Cibler les mutations génétiques propres aux gliomes

Détaillé dans la revue Nature, cet essai de phase 1 historique a montré que le nouveau vaccin expérimental se révélait non seulement sûr (absence d’effets secondaires graves) mais semblait également ralentir significativement, voire stopper, la progression des tumeurs. Sur la base de ces résultats, les scientifiques planifient actuellement un essai de phase 2 de plus grande envergure, qui permettra de déterminer précisément l’efficacité du traitement.

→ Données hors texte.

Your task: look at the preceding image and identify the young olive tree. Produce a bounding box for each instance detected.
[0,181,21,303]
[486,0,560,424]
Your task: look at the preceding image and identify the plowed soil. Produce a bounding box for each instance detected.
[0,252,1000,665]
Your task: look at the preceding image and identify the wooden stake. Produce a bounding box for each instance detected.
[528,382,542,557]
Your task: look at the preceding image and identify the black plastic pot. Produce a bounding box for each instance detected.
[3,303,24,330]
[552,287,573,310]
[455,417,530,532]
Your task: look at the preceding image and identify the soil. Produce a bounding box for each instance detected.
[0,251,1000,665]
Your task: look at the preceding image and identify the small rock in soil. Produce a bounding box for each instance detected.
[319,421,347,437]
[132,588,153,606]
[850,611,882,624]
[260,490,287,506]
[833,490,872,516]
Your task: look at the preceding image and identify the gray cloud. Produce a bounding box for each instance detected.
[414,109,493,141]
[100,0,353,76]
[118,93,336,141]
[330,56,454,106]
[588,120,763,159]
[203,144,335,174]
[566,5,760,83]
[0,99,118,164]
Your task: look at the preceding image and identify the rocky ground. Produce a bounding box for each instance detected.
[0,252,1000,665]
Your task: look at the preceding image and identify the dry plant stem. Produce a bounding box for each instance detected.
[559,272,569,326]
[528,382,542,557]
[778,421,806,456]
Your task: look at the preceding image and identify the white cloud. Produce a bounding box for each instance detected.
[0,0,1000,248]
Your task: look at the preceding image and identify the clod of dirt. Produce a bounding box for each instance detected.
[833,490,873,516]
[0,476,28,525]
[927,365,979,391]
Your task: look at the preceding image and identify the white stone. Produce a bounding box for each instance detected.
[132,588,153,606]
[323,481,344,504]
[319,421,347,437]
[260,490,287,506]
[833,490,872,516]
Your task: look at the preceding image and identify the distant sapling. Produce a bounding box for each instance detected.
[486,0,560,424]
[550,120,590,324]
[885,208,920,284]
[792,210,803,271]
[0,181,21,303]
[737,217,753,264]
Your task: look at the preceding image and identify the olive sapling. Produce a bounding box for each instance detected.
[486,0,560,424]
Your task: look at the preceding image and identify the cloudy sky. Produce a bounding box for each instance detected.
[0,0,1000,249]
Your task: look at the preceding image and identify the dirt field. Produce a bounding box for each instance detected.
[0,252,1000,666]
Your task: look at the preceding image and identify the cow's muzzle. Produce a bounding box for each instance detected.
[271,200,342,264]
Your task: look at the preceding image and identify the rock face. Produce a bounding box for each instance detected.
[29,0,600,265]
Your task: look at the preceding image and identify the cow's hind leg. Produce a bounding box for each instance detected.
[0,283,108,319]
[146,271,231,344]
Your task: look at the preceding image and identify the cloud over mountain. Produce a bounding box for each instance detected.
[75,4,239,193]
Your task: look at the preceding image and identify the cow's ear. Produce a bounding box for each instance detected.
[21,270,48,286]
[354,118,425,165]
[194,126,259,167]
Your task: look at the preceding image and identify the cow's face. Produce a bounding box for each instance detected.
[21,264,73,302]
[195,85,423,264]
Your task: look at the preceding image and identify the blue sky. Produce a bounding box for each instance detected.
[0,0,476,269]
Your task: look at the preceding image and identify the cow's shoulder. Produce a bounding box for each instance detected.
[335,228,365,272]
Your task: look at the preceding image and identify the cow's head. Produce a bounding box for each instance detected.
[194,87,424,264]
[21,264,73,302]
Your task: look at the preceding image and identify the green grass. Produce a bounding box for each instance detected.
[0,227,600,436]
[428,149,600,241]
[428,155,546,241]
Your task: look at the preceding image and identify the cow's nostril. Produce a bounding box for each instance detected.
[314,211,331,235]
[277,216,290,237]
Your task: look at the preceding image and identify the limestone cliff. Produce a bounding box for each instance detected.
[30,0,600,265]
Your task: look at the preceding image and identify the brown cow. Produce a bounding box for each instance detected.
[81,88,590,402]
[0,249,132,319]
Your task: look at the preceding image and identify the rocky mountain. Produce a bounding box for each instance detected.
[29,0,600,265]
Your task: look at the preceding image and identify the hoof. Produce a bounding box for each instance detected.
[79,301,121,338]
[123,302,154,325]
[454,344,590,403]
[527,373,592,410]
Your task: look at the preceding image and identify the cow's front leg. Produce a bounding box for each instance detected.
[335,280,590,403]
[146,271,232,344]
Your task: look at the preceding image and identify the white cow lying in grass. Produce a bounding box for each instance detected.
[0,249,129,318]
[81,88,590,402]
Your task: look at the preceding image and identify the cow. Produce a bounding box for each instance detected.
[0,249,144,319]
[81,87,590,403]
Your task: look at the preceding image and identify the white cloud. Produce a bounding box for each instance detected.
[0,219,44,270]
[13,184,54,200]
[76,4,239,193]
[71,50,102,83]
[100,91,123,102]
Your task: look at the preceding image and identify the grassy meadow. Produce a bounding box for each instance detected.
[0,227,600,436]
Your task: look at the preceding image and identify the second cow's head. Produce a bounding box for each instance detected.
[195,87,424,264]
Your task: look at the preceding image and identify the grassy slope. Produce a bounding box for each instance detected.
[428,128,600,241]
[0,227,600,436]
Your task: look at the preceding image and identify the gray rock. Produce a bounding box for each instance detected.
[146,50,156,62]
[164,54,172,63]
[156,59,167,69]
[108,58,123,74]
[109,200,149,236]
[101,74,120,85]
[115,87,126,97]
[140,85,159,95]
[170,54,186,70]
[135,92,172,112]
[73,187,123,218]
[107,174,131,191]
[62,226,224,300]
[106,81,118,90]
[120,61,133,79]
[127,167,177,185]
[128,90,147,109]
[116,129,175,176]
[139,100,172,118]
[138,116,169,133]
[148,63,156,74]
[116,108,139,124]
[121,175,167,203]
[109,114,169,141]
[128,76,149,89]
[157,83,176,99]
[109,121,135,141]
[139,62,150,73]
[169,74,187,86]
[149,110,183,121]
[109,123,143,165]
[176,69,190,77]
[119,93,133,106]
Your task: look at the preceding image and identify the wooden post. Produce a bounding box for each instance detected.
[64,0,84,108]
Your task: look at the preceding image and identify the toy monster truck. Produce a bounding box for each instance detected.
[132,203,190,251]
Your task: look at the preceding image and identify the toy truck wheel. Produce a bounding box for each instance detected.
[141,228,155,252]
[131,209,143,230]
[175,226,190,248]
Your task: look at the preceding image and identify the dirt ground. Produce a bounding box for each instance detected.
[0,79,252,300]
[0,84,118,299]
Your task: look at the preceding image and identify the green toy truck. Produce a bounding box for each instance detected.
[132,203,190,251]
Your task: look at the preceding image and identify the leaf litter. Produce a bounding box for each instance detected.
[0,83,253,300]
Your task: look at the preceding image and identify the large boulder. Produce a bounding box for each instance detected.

Les gliomes diffus sont un type de cancer du cerveau particulièrement difficile à traiter : comme leur nom l’indique, ces tumeurs sont susceptibles de s’y propager, ce qui complique leur élimination par la chirurgie traditionnelle. Toutefois, il s’avère que plus de 70 % des gliomes de bas grade présentent une mutation génétique affectant une enzyme appelée isocitrate déshydrogénase 1 (IDH1). Propre à ce type de tumeurs, celle-ci conduit à la création de nouvelles protéines connues sous le nom de néo-épitopes.

« Notre objectif initial était de stimuler le système immunitaire des patients et d’utiliser un vaccin pour l’aider à cibler les néo-épitopes spécifiques à la tumeur », explique Michael Platten, chercheur au Centre allemand de recherche sur le cancer et auteur principal de l’étude.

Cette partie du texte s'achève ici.